T3: Toys for Everyone

Today, toy manufacturers have become "greener" and adopted environmental-friendly processes and used recyclable materials. While organisations may have started to care for our mother Earth, have they done the same for society :?:



Barrier Free Toys

Tomicas are considered Barrier Free toys in Japan, in that vision- or hearing-impaired children can enjoy sharing and playing with others. This stems from the concept of “Toys that anyone can enjoy” and instead of creating toys exclusively for these children, Tomy adopted measures such as changing the shape of labels and adding a small bump near the switch to distinguish between “on” from “off” etc. On a personal note, I firmly support the concept where Toys should be enjoyed by everyone, so a kudos to TakaraTomy :up::up:

To elaborate further, there is even a Barrier Free Toys Promotion Task Force in Japan. Later, the Accessible Design Foundation of Japan was established with the aim of going beyond toys to enable the less fortunate to use ordinary products and to function freely in society with fewer limitations or physical barriers.


Japan Toy Association

The Japan Toy Association (JTA) had promoted “Universal-use toys” for which certain “consideration is given” which enable deaf or blind children to play with those toys at ease. The Association approves about 50 items of “Universal-use toys” every year. An example is like the protruding portion on the “5” key of the touch-tone.

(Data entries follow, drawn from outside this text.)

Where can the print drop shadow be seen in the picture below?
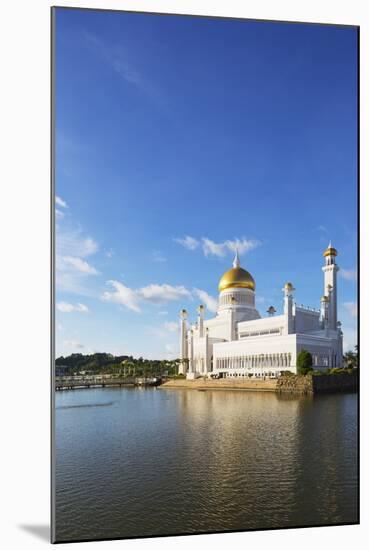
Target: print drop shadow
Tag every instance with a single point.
(40, 531)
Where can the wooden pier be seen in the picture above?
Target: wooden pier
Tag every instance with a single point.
(72, 383)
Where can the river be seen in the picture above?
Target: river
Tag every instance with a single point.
(140, 462)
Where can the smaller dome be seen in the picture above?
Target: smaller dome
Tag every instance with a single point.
(330, 251)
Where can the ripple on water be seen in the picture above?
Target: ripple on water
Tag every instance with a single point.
(151, 462)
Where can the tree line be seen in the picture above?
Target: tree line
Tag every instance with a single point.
(120, 365)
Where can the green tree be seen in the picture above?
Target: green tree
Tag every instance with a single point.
(304, 362)
(350, 359)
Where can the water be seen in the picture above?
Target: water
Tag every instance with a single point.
(141, 462)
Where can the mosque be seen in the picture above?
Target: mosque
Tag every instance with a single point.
(237, 342)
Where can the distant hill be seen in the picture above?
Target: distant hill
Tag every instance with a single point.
(119, 364)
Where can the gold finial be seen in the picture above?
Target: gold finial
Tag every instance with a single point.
(330, 250)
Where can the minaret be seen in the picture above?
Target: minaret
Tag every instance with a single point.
(288, 307)
(330, 284)
(236, 261)
(200, 320)
(324, 305)
(183, 347)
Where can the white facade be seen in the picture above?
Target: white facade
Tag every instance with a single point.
(237, 342)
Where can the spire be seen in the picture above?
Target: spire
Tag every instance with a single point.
(236, 261)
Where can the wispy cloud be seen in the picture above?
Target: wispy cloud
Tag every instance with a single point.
(348, 274)
(219, 249)
(59, 214)
(81, 266)
(351, 308)
(66, 307)
(119, 59)
(154, 293)
(74, 243)
(188, 242)
(159, 294)
(60, 202)
(158, 256)
(74, 344)
(171, 326)
(72, 268)
(122, 295)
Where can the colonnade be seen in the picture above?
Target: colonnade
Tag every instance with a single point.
(254, 361)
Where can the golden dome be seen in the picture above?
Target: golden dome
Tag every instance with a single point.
(236, 278)
(330, 251)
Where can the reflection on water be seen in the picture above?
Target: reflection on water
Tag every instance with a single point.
(176, 461)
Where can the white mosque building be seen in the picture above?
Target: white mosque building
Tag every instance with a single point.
(237, 342)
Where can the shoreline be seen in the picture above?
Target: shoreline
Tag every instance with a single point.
(221, 385)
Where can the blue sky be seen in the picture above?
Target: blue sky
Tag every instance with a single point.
(178, 138)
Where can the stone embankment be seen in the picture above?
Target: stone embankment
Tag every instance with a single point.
(324, 383)
(303, 385)
(222, 384)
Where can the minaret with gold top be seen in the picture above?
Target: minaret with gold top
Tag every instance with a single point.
(330, 270)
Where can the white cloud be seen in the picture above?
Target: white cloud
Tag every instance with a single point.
(158, 256)
(349, 339)
(322, 228)
(71, 267)
(171, 326)
(242, 245)
(59, 214)
(60, 202)
(73, 243)
(348, 274)
(188, 242)
(73, 344)
(210, 302)
(66, 262)
(122, 295)
(219, 249)
(158, 294)
(211, 248)
(351, 307)
(66, 307)
(154, 293)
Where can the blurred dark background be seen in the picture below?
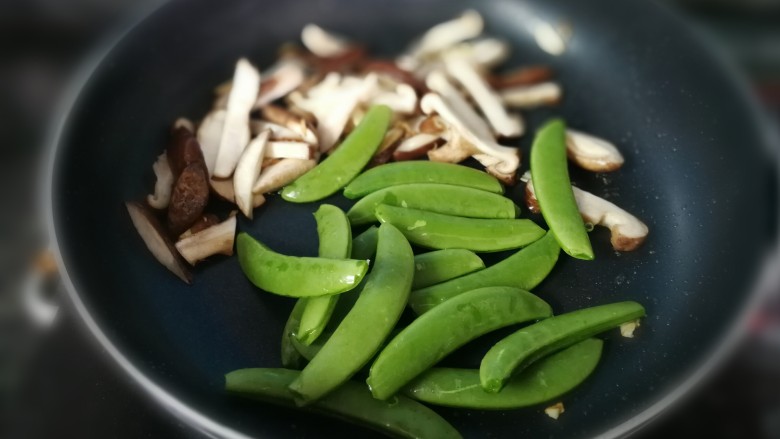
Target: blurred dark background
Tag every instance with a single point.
(55, 381)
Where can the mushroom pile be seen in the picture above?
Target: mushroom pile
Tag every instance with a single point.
(268, 127)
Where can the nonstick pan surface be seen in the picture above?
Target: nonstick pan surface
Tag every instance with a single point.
(697, 172)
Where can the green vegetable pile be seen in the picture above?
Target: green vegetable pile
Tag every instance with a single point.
(347, 316)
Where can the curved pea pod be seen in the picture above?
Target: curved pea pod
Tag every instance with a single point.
(398, 173)
(439, 198)
(335, 236)
(525, 269)
(364, 245)
(447, 327)
(345, 162)
(291, 356)
(543, 381)
(403, 418)
(296, 276)
(438, 266)
(550, 175)
(434, 230)
(367, 324)
(520, 349)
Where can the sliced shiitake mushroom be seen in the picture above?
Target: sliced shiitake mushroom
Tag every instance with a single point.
(216, 239)
(157, 241)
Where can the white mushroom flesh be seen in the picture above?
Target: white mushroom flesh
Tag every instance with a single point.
(164, 184)
(236, 133)
(532, 96)
(287, 75)
(209, 135)
(247, 171)
(510, 160)
(285, 149)
(627, 231)
(323, 43)
(278, 175)
(438, 82)
(592, 153)
(486, 98)
(217, 239)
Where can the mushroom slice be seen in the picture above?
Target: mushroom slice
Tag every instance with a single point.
(402, 100)
(627, 231)
(442, 36)
(415, 147)
(520, 77)
(217, 239)
(280, 174)
(510, 158)
(323, 43)
(287, 149)
(439, 83)
(279, 80)
(485, 97)
(247, 170)
(592, 153)
(298, 124)
(532, 96)
(209, 136)
(485, 52)
(156, 240)
(164, 184)
(235, 134)
(385, 152)
(224, 189)
(490, 163)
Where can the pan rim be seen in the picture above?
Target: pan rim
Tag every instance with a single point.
(766, 278)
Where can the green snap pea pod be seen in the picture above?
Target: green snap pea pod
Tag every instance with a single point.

The raise awareness, the Association publishes and distributes 15,000 brochures of “Universal-use toys” to schools for blind children, toy specialist shops and retailers. The JTA is willing to promote "Universal-use toys" until such time when people take it for granted and not view it as a special matter.


(Dog Logo: Based on a Labrador Retriever)

By such devices or designs, visually handicapped children are able to play with toys. Toys with “consideration” for a vision impaired person are called “Seimou-kyoyu Gangu” and a “Seeing-eye Dog Mark” logo is displayed. For a hearing impaired person the logo carrying the “Rabbit Mark” is similarly shown on the package.